In April we identified the supermarket Iceland, Chris Whitty and the ‘Your NHS Needs You’ campaign as being examples of good communications.

So where has it been done right or wrong since?

President Trump

It goes without saying that Mr. Trump and his tenure as President are never going to win any communications awards. From his internal communications to his public ones, he seems to lurch from one crisis to another, but his handling of the both the virus and the recent election have been public lessons in how not to communicate.

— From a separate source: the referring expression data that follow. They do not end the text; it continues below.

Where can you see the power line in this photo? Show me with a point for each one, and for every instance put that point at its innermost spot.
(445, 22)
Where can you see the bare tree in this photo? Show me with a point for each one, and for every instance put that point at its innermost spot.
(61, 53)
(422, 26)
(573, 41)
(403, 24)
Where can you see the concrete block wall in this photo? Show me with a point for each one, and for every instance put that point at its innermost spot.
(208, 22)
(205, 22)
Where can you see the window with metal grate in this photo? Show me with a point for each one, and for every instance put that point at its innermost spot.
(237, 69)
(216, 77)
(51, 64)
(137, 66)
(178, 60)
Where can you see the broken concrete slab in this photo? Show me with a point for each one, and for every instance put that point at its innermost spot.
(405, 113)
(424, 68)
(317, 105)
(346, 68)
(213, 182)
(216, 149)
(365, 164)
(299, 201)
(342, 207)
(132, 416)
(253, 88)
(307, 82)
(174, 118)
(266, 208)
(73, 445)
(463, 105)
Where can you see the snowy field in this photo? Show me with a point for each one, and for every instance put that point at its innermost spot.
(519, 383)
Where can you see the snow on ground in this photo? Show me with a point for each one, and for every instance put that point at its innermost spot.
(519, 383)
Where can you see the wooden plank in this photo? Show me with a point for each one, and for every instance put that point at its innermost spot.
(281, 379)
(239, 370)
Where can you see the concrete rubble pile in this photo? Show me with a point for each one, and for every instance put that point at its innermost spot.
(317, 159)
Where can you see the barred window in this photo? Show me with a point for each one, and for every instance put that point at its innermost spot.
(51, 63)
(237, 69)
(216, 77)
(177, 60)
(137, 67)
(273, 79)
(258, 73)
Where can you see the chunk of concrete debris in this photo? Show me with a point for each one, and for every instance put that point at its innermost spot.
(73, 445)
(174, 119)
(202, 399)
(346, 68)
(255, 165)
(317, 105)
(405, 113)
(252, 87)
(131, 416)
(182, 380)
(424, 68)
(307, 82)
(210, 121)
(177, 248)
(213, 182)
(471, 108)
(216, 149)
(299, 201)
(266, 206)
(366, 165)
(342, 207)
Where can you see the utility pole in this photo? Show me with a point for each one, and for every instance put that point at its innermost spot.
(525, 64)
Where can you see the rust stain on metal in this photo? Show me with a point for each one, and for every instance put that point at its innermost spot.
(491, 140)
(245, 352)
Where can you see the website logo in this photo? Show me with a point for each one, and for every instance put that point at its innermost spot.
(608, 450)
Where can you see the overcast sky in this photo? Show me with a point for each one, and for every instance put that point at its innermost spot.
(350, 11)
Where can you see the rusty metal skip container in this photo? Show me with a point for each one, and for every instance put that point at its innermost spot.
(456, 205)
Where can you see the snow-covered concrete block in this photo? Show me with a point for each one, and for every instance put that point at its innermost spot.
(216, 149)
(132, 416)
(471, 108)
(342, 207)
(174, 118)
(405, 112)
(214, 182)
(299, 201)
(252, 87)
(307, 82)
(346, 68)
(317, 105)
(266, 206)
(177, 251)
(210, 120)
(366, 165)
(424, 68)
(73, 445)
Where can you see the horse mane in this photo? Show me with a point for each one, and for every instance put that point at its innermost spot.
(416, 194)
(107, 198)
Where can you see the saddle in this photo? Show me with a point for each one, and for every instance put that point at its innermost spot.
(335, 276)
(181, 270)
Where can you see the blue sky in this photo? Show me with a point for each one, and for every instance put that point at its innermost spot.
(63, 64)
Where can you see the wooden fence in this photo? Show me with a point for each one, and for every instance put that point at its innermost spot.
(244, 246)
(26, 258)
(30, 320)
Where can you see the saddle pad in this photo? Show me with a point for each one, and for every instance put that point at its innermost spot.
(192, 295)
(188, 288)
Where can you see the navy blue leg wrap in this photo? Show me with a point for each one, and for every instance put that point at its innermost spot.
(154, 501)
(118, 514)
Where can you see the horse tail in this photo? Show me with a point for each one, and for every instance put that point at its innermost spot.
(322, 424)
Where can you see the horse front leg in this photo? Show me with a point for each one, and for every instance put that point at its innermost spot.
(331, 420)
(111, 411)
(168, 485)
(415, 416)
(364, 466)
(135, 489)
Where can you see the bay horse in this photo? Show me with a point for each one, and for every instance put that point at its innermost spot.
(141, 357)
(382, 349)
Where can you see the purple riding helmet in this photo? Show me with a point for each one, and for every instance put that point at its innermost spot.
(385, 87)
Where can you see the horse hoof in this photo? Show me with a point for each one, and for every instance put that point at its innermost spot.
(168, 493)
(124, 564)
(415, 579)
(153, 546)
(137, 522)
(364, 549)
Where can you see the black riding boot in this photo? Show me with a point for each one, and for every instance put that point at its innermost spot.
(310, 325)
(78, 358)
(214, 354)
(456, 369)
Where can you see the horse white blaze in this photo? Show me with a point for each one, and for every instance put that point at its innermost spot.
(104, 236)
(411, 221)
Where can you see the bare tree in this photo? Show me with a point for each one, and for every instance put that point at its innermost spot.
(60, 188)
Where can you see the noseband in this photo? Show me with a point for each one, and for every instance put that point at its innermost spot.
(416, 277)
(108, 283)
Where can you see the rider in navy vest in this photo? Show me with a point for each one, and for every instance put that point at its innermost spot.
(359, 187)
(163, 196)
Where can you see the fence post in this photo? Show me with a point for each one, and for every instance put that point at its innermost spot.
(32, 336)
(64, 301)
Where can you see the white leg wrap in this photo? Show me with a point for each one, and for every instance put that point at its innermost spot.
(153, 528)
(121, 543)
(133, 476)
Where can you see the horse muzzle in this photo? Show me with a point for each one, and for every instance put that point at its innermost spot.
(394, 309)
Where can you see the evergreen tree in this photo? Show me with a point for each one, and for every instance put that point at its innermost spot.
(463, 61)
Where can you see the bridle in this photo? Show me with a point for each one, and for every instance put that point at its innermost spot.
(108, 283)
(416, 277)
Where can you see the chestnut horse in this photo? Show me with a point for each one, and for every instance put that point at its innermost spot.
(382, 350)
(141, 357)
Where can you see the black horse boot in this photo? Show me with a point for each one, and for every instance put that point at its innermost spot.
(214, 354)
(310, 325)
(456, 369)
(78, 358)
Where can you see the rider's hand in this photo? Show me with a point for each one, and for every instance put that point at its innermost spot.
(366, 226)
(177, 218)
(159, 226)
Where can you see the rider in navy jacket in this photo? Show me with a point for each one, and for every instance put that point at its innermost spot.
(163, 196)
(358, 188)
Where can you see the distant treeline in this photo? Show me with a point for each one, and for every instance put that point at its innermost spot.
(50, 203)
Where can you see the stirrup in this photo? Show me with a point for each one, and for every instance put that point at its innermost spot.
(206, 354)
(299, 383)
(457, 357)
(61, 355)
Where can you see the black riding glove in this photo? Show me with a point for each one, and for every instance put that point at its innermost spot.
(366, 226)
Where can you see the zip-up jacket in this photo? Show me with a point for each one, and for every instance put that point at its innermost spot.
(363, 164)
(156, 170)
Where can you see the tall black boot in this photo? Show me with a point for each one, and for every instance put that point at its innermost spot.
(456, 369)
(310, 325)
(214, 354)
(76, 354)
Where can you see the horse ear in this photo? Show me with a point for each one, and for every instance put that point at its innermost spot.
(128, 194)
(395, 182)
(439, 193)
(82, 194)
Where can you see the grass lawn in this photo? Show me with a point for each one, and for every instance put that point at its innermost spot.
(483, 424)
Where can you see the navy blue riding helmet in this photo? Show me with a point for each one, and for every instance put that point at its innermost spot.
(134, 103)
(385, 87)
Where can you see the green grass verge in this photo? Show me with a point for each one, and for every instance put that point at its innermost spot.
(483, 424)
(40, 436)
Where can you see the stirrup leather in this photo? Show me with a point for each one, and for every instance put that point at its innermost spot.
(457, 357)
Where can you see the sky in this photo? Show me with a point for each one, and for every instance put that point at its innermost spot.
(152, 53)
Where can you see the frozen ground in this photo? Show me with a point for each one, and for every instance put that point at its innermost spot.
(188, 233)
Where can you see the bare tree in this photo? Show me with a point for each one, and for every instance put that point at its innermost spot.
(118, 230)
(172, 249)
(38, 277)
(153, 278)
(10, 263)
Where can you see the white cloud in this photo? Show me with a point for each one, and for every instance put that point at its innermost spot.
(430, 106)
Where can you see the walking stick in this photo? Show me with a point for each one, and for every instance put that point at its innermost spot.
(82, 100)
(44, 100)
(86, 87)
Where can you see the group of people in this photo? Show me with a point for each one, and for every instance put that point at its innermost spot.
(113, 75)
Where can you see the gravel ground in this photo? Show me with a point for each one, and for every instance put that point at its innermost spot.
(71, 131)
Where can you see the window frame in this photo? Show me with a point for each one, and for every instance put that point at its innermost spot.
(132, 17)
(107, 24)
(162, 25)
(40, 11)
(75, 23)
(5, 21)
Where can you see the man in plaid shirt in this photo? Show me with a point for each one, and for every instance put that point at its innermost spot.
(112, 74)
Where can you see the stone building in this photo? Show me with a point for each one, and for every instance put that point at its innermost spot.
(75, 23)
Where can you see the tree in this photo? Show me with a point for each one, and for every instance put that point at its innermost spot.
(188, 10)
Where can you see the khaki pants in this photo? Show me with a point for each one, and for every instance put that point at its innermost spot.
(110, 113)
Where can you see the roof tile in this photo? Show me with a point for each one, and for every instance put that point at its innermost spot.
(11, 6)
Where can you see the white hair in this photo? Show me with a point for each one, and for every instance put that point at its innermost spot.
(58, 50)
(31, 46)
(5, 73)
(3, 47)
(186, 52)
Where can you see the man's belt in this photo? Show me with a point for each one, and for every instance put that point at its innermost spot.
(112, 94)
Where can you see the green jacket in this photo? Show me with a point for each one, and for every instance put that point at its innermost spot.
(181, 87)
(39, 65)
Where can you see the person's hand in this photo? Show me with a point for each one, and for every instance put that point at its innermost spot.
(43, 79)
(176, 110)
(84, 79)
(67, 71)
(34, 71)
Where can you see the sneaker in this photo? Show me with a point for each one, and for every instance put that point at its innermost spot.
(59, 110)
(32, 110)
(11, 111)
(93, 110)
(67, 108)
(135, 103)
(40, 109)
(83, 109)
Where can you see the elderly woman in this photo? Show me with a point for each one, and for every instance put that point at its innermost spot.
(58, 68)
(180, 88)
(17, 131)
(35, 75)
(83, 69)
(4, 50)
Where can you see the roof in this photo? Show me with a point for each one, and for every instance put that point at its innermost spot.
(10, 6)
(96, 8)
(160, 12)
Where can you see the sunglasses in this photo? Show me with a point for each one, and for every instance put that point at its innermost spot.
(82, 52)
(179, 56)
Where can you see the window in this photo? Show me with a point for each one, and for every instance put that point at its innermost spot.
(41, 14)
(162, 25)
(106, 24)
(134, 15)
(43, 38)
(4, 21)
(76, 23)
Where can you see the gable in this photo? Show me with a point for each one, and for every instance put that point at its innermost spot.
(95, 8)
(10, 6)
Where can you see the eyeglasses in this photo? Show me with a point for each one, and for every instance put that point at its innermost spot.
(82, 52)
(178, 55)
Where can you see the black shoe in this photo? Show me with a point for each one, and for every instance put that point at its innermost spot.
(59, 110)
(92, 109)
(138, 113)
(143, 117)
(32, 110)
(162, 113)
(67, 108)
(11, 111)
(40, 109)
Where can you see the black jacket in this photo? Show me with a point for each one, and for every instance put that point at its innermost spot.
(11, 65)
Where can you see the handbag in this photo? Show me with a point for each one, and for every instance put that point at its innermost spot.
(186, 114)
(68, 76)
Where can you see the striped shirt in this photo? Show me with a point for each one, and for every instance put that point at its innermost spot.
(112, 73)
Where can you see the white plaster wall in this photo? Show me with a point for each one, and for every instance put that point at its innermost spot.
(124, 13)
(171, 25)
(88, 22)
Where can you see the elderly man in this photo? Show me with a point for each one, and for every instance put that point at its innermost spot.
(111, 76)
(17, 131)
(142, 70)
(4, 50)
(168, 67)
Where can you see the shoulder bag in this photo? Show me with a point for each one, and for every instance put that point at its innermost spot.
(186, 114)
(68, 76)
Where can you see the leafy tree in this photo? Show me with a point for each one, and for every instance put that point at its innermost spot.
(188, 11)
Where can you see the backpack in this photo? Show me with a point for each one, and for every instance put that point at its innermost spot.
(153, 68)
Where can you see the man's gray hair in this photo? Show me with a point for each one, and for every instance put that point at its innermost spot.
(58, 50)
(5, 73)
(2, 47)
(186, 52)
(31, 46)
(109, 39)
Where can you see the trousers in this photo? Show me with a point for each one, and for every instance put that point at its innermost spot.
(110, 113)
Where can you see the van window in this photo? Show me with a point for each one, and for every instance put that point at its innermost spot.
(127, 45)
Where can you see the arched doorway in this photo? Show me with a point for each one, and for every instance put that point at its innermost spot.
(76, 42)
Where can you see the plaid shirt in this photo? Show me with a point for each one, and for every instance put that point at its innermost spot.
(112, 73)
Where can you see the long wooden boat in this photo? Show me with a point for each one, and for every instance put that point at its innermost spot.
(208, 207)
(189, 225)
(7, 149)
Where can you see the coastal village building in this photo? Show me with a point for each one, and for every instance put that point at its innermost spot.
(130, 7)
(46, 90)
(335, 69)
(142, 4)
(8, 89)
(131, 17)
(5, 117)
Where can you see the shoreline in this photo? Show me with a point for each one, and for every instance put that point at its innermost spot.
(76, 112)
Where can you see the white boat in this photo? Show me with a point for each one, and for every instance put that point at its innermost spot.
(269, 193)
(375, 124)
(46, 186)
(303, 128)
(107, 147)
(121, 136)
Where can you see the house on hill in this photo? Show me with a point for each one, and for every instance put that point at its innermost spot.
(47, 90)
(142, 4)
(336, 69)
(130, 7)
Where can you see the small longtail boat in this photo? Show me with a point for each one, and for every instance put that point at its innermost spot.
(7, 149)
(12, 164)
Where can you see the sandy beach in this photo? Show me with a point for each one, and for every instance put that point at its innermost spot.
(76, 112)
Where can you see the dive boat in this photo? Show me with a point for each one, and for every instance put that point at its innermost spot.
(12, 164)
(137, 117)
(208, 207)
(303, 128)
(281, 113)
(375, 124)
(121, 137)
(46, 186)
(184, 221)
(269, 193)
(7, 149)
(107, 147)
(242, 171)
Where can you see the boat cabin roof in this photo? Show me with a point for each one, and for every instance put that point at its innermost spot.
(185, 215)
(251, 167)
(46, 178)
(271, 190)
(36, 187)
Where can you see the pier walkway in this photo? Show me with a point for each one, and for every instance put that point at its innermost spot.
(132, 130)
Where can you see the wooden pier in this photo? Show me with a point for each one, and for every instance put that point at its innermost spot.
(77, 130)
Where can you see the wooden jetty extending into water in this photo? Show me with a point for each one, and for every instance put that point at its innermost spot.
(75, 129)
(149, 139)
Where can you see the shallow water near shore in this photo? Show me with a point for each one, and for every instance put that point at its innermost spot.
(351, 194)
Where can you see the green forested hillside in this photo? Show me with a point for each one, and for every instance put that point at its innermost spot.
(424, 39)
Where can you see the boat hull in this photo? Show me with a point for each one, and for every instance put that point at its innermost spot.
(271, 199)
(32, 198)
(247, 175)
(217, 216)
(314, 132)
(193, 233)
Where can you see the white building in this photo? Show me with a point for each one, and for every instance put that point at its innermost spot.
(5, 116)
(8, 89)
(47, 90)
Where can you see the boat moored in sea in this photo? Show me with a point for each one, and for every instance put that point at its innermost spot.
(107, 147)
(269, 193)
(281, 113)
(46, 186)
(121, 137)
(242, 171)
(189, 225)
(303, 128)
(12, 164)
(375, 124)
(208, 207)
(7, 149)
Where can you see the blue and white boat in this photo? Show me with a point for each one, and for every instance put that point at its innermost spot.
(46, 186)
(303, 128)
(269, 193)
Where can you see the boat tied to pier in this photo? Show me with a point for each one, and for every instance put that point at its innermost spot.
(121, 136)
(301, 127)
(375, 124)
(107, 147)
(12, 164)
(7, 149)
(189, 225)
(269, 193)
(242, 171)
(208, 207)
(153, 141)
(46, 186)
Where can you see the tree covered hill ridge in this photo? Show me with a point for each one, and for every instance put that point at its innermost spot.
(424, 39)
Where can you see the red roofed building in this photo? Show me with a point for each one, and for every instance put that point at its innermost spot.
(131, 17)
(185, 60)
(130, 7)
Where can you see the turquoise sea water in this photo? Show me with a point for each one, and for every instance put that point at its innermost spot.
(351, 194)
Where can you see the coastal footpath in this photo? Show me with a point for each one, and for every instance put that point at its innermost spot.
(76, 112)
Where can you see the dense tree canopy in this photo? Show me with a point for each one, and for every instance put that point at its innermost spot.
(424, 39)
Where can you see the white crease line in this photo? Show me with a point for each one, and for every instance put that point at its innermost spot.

From painful White House briefings where he rambled about injecting cleaning agents, and light rays, to petulant tweets where he tried to call a stop to the counting of votes in a bid to stave off the end of his presidency, Trump has gone against everything that is key to good communication. He has not been well informed before speaking publicly, he has not admitted when topics fall beyond his realm of expertise, he has not been honest and he hasn’t shown effective and decisive handling of the pandemic.

Dominic Cummings

Poor old Dom and his bad eyes… During what was a gruelling lockdown for the country, with many separated from family for months, and others facing severe financial hardship, the Prime Minister’s senior adviser made some serious errors of judgment. Leaving his home to travel a considerable distance while displaying signs of the virus was bad enough in itself. The biggest fallout occurred however, when he tried to justify it. The rules were quite clear, and Mr Cummings had broken them. As ever, the power of simply acknowledging this and apologising would have gone some way in assuaging the public. However, his repeated denials and reasoning simply added daily fuel to a fire. As we all know, honesty is the best (communications) policy.

Joe Biden

Hopping back over the pond, Trump’s rival and the new President-elect, has shown himself to be a stark contrast to his opposition. While Trump ranted and fumed over election results, launched legal challenges left, right and centre and refused to leave the White House, Joe Biden took a more measured approach. He stood back from the popular rhetoric and he allowed the facts to speak for themselves. In the weeks that have followed, Biden has largely ignored the obstacles that Trump has, childishly, tried to place in his way and has gone about quietly and steadily forming the next government of the world’s most powerful country.

His more measured and knowledgeable approach, being in direct contrast to his predecessor, is likely to put him in good stead for his presidency.

One of the many things that we will all take away from 2020 is that open, honest and informed communication will never go out of fashion. Whether it’s an election, an unprecedented global pandemic or an error in judgement – honesty is key.